Despite these limitations, important knowledge can be gained from this study. The combination of health reform creating universal insurance coverage and challenging financial times, which led to the implementation of a flat-fee option to access STI clinic services, has changed STI service delivery and financing in this urban safety net medical center. We saw an increase in STI-related care being delivered in the PC setting but not the ED. If this indicates increased access to the PC “medical home,” then one goal of health reform may be realized. Increased use of health insurance for STI-related care in the medical home may also help remove some of the stigma associated with use of these services in segregated specialty clinic settings. However, health reform may have unintended consequences because expansion of insurance coverage is being funded in part by shifting funds from programs that supported other patient care activities, such as support for hospitals that cared for a disproportionate share of the poor and, in Massachusetts, public STI clinics.16–18 Politicians and policy analysts have argued that such shifts are appropriate because “everyone will have insurance” for necessary services.

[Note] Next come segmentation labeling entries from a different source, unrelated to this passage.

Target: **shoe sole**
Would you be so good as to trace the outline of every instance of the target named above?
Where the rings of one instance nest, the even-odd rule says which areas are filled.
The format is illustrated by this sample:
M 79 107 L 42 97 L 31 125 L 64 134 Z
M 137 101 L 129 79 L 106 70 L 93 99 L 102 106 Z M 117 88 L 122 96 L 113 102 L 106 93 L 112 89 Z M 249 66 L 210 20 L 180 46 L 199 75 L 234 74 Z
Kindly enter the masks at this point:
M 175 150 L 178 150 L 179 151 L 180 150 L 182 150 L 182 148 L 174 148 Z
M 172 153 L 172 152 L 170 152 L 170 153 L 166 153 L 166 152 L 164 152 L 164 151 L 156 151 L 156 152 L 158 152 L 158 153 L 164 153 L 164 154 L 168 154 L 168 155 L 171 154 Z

Our study calls this assumption into question for 3 reasons: (1) the decline seen in STI clinic visits was not fully compensated for by visits in other care settings; (2) the demographics of the patients being seen for STI visits in PC during the last period did not reflect the demographics of patients typically seen in our STI clinic; and (3) a significant proportion of remaining STI clinic patients elected to pay a flat fee specifically to be seen in STI clinic. Rather than conceiving of financing of STI clinical services as all-or-nothing public versus insurance-only options, the focus should be on lowering barriers to quality STI clinical care through various shared-cost mechanisms in multiple settings that allow health care consumers greater choice. Further work is needed to understand the implications of cost sharing and the cost for quality of STI clinical services rendered in different clinical settings.